Legal
302me is provided as-is, without warranty of any kind. By using this service you agree to the following:
What you can do
- Create searchbars and shortcuts for personal or team use
- Share public searchbars with anyone
- Use the API with a valid token
- Enable client-side encryption for your bookmarks
What you can't do
- Use the service to redirect users to malware, phishing, or illegal content
- Abuse the API or attempt to degrade the service for others
- Create accounts in bulk or use automation to scrape the service
- Impersonate other users or organizations
Account termination
We reserve the right to suspend or delete accounts that violate these terms, without notice. You can delete your own account at any time from your account settings. When an account is deleted, all associated data (searchbars, shortcuts, API tokens) is permanently removed.
Liability
302me is not liable for any damages arising from your use of the service, including but not limited to data loss, incorrect redirects, or loss of encrypted bookmark URLs due to lost encryption keys. If you enable encryption and lose your key, your URLs are gone. We can't recover them.
What we store
- Your email address and hashed password (via Devise/bcrypt)
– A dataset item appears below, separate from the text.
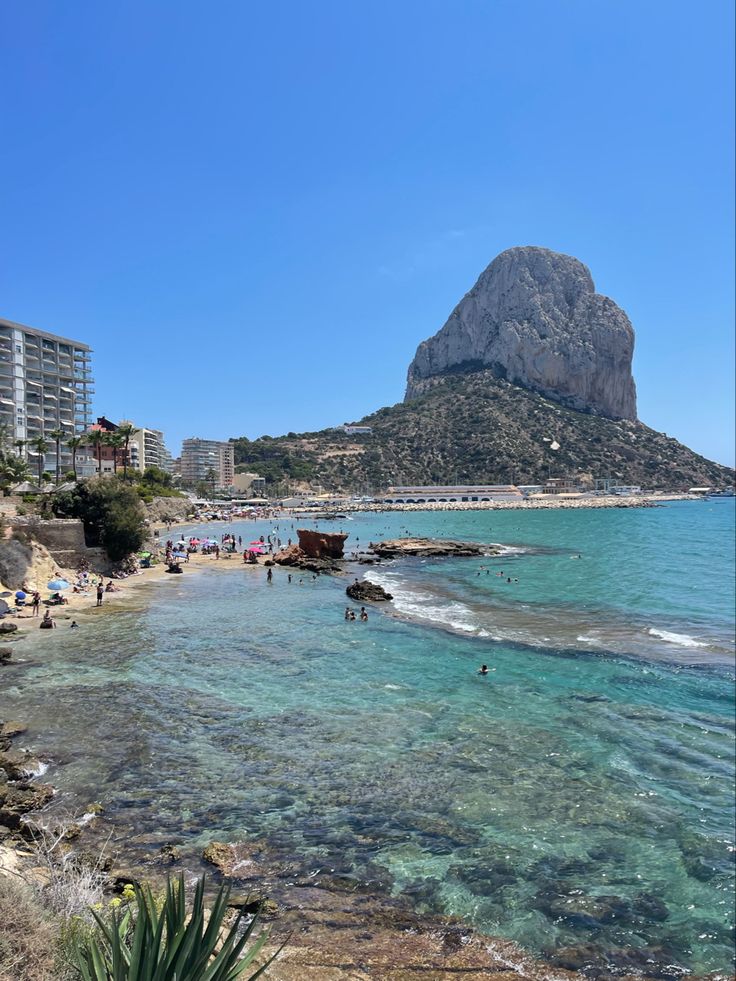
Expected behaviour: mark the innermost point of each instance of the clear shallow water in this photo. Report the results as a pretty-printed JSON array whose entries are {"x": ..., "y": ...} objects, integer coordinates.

- Searchbar metadata: name, slug, description, visibility, fallback URL
- Shortcut data: keyword, URL, label
- API token names and hashed token values
What we don't store
- Encryption keys. They live in your URL fragment and sessionStorage. The server never sees them.
- Plaintext URLs for encrypted searchbars. We store the ciphertext only.
- Analytics, tracking pixels, or third-party cookies. There are none.
What we log
Standard server logs (IP, user agent, timestamps) for operational purposes. We don't sell or share this data. Logs are rotated and not retained long-term.
Third parties
We load Bootstrap CSS and JS from the jsDelivr CDN. That's the only external resource. No analytics, no ads, no tracking scripts.
Data deletion
Delete your account from account settings and everything goes with it. If you want a data export first, use the API.
The author of this site pleaded guilty to a violation of 18 U.S.C. § 1030(a)(2), which is technically a federal computer fraud charge. The actual context was software piracy. This is disclosed here because it's public record, and because if someone on Hacker News is going to dig it up, it might as well be easy to find.
This has no bearing on how the service operates. Your data isn't being pirated. The irony is not lost.